The Missionary Dictionary: Native Words, Spanish Concepts, and Pre-Hispanic Paganism

Name of applicant

Casper Jacobsen

Institution

Independent Research Fund Denmark

Amount

DKK 1,194,266

Year

2020

Type of grant

Reintegration Fellowships

What?

Words are gateways to history-although not always to the history we know. When 16th-century missionaries set out to Christianize indigenous American peoples in the Spanish Empire, the dictionary was their key tool for fusing two previously isolated hemispheres. Using Antonio de Nebrija's Spanish-to-Latin dictionary as a model for their own dictionaries, the missionaries tended to translate from Latin and Spanish to indigenous languages.

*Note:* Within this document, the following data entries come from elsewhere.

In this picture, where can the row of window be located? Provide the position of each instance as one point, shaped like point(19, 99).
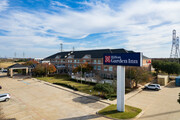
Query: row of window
point(105, 68)
point(110, 68)
point(77, 61)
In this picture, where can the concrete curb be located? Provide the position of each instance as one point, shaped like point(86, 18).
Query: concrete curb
point(140, 114)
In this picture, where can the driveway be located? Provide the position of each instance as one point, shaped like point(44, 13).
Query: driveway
point(158, 105)
point(36, 100)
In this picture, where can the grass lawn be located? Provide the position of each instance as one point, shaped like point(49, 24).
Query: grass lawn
point(64, 80)
point(111, 111)
point(7, 64)
point(84, 87)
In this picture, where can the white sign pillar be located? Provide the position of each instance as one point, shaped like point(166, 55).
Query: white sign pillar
point(121, 88)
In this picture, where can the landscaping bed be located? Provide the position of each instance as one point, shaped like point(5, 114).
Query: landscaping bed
point(111, 112)
point(82, 86)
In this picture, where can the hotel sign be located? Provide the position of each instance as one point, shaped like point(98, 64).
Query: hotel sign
point(123, 59)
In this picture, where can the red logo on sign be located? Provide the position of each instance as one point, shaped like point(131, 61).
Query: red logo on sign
point(107, 59)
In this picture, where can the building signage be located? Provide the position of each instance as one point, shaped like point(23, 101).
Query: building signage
point(123, 59)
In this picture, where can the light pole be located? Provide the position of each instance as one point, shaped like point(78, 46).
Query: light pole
point(81, 73)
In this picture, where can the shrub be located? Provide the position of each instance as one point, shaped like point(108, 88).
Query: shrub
point(66, 85)
point(105, 89)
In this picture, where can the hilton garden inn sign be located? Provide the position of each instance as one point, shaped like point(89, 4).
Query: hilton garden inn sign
point(122, 60)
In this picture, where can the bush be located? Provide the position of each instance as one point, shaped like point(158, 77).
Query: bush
point(105, 88)
point(66, 85)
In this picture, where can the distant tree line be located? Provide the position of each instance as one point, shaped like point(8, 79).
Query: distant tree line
point(41, 69)
point(165, 66)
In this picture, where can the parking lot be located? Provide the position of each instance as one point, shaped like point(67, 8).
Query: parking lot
point(35, 100)
point(158, 105)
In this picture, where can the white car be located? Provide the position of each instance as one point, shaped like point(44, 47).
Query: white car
point(4, 97)
point(153, 87)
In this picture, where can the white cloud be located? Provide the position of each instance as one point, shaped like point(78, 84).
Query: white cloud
point(56, 3)
point(3, 5)
point(131, 22)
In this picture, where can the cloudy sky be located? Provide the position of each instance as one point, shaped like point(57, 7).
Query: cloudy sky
point(37, 27)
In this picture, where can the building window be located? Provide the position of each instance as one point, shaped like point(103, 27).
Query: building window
point(99, 67)
point(70, 61)
point(99, 61)
point(94, 61)
point(94, 67)
point(110, 68)
point(105, 68)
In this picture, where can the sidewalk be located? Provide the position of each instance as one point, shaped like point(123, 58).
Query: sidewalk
point(105, 101)
point(129, 95)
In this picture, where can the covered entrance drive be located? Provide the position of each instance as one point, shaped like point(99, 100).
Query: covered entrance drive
point(11, 69)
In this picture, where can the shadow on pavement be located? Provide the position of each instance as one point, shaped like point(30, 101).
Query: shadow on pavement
point(88, 117)
point(2, 76)
point(165, 113)
point(93, 98)
point(84, 100)
point(171, 85)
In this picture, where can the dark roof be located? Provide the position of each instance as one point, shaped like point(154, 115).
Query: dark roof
point(17, 66)
point(93, 53)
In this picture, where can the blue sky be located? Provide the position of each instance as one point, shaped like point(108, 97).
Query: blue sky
point(37, 27)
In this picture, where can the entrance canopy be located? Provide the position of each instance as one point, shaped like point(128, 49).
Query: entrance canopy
point(18, 66)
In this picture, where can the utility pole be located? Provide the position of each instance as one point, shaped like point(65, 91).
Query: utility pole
point(61, 47)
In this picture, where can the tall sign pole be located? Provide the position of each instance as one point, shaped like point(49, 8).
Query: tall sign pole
point(122, 60)
point(120, 88)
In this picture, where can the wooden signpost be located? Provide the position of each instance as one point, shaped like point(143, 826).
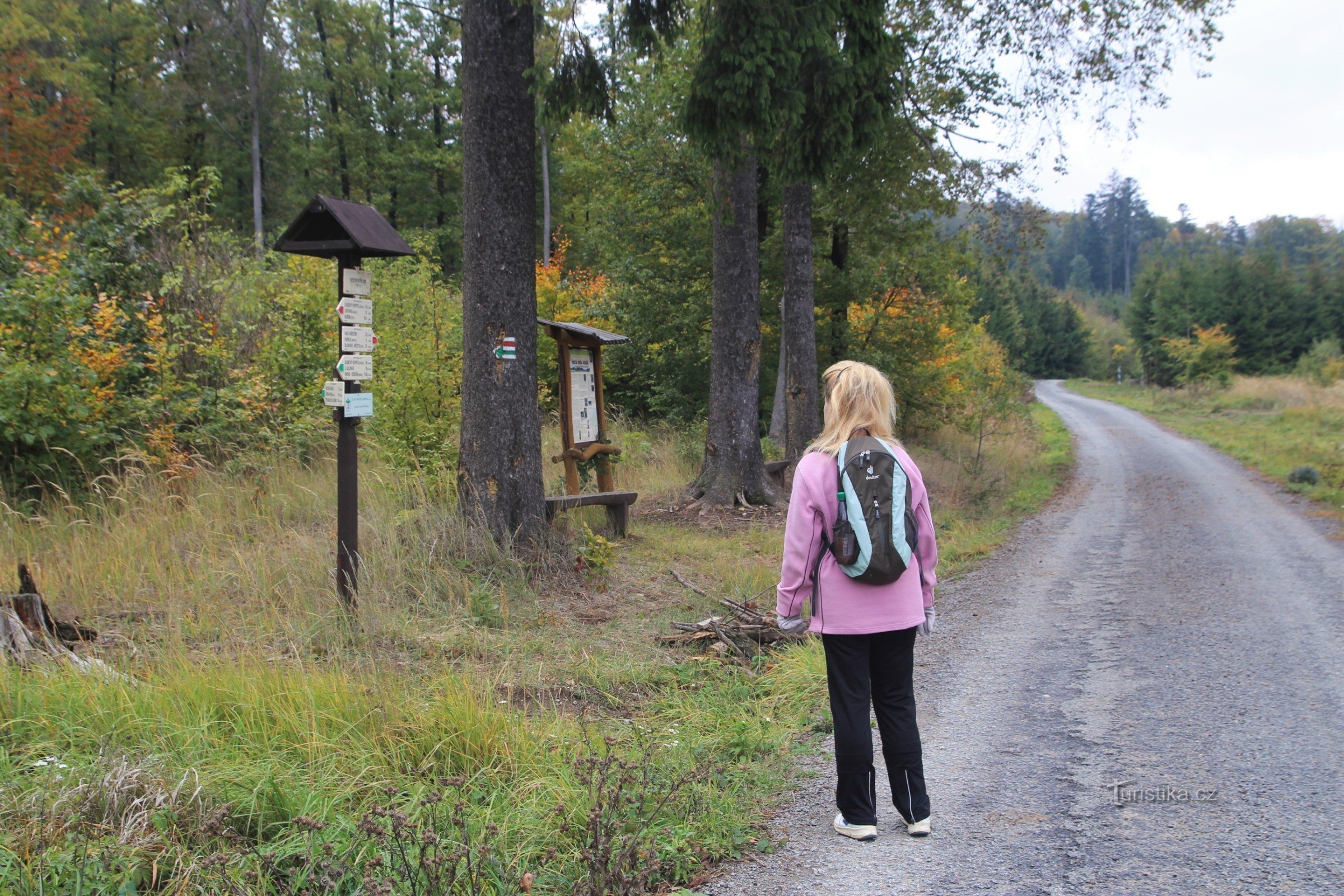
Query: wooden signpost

This working order reflected the task of conversion, which required Christian terms and texts to be translated. But did the missionary dictionaries of indigenous languages record or produce the non-Christian religious terms they indexed? Examining Nahuatl and Quechua dictionaries and texts (1540-1615), this question guides the Missionary Dictionary project.

Why?

Scholarship on pre-Hispanic America draws increasingly on source materials written in indigenous languages in an attempt to understand indigenous social and conceptual worlds and deter colonialist representations found in Spanish source texts. This endeavor relies on the handy tool of the missionary dictionary. Yet, this was not a mere recording device, but also a missionary venue for reshaping semantic landscapes. New knowledge of the missionary dictionary as a historical source material and genre born from Nebrija's Spanish-Latin dictionary is thus needed. By critically scrutinizing missionary dictionaries and their processes of production, this project enables a methodological reconsideration of colonial sources on pre-Hispanic religion set to change our views of pre-Hispanic society.

How?

The Missionary Dictionary project systematically compares religious terminology in Nebrija's Latin-to-Spanish dictionary with religious terminology in missionary Nahuatl and Quechua dictionaries. It furthermore analyzes how that terminology was used in colonial Spanish, Nahuatl, and Quechua texts focused on portraying pre-Hispanic religious life. With this approach, the project explores how pre-existing Euro-Christian conceptions of 'paganism' might have served to reconceptualize the pre-Hispanic past in colonial society.